The Eyewitness Testimony

This angelic reminder causes the women to remember the words of Jesus. They leave the tomb and find the eleven and tell them. Note Luke says eleven and not twelve. Judas has already hung himself. In Luke’s next work, Acts, he will detail the death of Judas. But this is the first he speaks of the eleven. These women act as the first human agents of commnicating the good news of the resurrection of the dead. They are the first evangelists, tell others the good news of the resurrection of the dead. “To all the rest” is a vague statement and exactly who “the rest” are is uncertain. Some point to the 120 who would be with the apostles during the ten days after the ascension and before Pentecost (See Acts 1.15). Of course, during His ministry, Jesus had others whom He called and sent out (see Luke 10.1). Again, who exactly “the rest” are is unknown. Nevertheless, they hear about the empty from the women also.

Luke gives a detailed description of who these women are in verse 10: they are Mary Magdalene, Joanna, Mary the mother of James and “other women with them.” Perhaps Salome (she is mentioned in Mark 16.1 as part of the company of women at the tomb) and Susanna (Luke 8.3) are also part of this number. It is the women who tell the apostles about the bewildering scene at the tomb. So fantastic is their message that the apostles cannot believe it. To them it is an “idle tale” or nonsense. Don’t be too hasty, ladies; remember just a few verses prior to this the women were experiencing something akin to this before two angels helped their unbelief.

However, there is one apostle who goes to the tomb: Peter. Just a couple days earlier he had denied Jesus and had had to look Jesus in the face immediately after the third denial (Luke 22.54-62).
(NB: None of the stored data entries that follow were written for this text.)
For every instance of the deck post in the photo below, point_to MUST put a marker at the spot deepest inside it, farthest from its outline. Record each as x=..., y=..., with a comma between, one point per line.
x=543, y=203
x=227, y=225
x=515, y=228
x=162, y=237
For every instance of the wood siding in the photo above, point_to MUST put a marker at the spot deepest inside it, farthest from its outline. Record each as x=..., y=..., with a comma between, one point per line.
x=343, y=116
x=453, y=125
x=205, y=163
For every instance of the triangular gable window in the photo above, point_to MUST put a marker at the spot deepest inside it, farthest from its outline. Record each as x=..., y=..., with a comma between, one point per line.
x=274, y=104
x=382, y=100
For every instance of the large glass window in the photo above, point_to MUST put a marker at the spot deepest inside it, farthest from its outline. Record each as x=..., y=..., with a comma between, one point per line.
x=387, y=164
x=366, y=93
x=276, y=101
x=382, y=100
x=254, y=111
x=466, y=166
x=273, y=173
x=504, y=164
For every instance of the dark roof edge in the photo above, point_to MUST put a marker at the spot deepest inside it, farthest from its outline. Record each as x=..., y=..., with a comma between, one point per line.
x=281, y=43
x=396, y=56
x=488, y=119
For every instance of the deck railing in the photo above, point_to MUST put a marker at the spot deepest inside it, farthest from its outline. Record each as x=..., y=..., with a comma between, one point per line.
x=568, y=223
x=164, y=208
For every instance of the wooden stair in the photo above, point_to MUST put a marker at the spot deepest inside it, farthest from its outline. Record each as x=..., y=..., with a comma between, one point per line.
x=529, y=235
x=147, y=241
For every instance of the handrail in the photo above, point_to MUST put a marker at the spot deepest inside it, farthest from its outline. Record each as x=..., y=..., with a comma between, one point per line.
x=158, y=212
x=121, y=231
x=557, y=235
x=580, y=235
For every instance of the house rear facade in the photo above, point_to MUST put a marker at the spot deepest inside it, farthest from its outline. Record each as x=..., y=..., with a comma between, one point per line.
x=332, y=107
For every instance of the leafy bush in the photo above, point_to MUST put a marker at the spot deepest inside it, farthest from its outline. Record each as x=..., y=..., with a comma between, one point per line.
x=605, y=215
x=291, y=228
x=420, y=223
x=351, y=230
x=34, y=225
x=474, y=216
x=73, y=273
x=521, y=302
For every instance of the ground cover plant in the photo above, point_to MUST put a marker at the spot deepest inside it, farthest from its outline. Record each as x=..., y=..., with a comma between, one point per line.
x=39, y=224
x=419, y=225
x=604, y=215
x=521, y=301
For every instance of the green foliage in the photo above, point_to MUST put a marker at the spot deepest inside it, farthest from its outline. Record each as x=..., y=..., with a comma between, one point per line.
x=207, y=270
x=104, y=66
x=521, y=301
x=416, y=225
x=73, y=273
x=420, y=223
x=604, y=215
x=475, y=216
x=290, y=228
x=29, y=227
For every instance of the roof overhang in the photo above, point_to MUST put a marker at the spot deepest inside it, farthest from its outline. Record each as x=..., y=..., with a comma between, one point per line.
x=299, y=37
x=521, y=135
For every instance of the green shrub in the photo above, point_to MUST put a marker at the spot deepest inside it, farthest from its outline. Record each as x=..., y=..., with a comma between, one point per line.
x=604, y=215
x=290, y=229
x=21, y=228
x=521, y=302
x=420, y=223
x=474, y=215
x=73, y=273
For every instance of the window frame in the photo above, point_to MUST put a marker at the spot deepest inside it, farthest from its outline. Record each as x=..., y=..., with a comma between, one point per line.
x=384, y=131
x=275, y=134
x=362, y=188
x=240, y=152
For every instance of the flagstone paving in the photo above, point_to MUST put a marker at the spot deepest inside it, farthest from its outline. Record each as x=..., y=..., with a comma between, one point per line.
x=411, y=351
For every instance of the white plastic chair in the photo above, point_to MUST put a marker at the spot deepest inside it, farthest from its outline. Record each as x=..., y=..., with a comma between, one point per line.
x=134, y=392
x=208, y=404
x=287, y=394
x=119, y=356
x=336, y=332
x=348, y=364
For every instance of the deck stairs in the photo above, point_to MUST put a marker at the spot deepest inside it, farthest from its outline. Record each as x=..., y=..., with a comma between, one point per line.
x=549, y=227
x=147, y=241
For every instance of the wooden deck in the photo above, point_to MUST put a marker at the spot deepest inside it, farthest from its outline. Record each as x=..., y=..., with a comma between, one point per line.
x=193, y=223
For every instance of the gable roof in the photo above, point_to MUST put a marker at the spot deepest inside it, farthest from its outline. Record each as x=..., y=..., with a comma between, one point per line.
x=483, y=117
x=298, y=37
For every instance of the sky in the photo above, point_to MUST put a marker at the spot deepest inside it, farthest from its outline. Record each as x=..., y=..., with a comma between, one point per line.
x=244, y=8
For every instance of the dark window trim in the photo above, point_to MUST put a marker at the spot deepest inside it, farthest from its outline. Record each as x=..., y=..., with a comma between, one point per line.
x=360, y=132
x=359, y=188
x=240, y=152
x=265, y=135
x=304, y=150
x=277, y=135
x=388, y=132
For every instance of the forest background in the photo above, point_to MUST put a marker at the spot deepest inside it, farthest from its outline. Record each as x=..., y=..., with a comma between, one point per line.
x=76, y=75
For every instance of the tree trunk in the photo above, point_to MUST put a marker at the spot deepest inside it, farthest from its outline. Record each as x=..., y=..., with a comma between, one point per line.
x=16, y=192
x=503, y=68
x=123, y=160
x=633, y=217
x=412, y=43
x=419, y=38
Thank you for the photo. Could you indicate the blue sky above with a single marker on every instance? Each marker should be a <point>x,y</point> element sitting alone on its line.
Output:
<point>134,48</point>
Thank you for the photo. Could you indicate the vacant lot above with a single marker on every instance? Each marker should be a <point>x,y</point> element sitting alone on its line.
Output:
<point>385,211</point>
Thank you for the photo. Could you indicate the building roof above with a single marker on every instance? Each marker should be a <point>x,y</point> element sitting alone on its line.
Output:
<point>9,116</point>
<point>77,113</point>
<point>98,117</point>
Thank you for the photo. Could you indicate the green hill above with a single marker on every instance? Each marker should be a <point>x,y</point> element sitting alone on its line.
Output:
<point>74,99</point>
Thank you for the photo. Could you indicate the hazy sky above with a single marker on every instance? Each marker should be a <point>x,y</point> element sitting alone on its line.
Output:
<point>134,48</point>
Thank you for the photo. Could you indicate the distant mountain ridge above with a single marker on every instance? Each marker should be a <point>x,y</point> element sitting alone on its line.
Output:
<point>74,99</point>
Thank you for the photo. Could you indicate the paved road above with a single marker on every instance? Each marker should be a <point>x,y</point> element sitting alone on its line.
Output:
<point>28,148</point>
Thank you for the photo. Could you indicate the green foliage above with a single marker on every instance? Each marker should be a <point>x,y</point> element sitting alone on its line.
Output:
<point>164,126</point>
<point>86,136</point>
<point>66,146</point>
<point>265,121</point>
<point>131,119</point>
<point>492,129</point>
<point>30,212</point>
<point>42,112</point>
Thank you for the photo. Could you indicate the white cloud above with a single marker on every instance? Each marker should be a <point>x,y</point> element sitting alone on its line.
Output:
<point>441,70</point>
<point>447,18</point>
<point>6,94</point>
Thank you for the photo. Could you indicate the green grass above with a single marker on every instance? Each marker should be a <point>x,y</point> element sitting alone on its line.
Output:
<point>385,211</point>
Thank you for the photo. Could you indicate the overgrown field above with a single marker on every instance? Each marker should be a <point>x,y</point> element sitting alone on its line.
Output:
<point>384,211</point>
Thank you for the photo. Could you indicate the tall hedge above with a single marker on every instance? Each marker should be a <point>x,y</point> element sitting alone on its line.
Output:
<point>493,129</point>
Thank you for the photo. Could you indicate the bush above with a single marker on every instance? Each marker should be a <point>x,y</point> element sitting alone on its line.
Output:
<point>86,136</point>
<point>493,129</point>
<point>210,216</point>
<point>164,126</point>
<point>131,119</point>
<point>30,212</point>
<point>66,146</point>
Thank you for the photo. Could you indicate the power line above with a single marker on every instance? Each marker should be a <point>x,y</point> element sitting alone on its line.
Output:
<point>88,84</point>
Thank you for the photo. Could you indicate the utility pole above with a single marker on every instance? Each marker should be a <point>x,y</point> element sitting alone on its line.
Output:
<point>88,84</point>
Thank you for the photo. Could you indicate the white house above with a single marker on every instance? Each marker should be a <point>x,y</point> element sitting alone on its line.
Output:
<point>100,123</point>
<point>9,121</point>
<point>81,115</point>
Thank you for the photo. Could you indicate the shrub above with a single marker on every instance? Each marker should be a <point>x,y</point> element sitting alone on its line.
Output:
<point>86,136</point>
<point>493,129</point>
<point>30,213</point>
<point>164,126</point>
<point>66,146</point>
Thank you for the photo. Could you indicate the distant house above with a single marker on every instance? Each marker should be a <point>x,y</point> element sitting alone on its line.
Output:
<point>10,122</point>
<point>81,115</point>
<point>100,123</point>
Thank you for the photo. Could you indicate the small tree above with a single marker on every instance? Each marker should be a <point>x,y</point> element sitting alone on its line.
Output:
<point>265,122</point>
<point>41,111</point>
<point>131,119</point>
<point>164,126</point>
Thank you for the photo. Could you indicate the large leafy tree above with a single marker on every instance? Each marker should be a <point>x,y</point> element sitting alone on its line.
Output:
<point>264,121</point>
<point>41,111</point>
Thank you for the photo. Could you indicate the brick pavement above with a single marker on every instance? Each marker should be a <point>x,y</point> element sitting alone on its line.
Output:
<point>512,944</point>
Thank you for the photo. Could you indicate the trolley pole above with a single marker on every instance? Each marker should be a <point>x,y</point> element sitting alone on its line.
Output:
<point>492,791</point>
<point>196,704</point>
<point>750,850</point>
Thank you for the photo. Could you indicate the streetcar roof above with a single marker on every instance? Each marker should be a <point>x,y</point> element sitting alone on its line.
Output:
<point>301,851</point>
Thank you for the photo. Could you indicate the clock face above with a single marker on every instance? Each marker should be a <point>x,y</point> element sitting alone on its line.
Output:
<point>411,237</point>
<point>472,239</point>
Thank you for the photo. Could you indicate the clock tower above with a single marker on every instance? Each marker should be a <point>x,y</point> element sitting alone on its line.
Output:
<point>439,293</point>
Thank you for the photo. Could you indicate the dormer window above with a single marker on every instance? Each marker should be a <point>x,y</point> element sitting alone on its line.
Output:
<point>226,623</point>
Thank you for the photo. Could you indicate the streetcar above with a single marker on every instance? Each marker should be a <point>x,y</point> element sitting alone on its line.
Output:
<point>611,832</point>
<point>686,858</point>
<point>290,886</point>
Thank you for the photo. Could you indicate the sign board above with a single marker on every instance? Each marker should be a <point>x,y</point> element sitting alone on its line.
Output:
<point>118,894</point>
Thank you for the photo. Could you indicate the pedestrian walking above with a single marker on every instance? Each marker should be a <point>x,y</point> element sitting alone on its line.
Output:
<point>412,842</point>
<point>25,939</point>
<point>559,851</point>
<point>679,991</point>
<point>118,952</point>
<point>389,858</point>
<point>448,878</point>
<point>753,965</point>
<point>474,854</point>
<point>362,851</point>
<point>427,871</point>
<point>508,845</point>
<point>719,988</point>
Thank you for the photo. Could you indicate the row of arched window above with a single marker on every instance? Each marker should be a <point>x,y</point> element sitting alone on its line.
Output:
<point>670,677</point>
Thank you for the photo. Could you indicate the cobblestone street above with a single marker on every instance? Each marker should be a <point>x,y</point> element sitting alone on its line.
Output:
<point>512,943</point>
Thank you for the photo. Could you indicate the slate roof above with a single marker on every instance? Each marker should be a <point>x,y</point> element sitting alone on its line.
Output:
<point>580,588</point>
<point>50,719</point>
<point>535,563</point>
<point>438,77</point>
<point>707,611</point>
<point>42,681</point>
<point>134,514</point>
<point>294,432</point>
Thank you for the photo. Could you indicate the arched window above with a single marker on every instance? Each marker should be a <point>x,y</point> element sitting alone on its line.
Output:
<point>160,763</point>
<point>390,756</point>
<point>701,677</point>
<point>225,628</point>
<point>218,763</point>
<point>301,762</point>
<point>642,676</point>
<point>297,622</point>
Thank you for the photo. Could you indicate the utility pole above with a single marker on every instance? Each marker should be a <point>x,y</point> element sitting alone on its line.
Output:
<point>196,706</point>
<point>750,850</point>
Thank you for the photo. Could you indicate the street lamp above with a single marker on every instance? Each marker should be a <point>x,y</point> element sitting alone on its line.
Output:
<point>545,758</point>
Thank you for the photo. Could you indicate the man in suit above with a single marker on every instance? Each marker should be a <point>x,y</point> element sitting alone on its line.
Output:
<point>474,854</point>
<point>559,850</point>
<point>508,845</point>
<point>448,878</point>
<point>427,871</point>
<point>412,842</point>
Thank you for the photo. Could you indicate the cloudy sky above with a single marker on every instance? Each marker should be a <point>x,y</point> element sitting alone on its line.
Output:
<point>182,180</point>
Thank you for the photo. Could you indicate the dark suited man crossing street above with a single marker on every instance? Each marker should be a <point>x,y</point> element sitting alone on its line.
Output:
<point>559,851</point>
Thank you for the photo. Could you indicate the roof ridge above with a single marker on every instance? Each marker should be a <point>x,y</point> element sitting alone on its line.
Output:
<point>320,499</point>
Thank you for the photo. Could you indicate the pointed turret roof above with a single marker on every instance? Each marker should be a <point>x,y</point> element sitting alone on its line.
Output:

Luke graphically describes his reaction to hearing the women’s story: he “rose and ran to the tomb.” He left his fellow disciples and went to the tomb. John records that he went with Peter to the tomb. Peter arrives and “stooping and looking in” he sees the grave clothes of Jesus lying there. All this matches with with John very nearly except John has Peter entering the tomb. The empty tomb has a profound effect on Peter: he’s left “marveling” to himself. This is not a lack of faith but rather it seems Peter is trying to make sense of everything. What happened? Truly this has been the struggle for many people ever since the tomb was found open, empty, and the grave clothes lying empty. How should we understand this? The gospel writers present us with the facts of history and these facts demand an answer. The only answer which fits with the historical facts is that Jesus of Nazareth was resurrected by the power of God on the third just as He predicted would happen.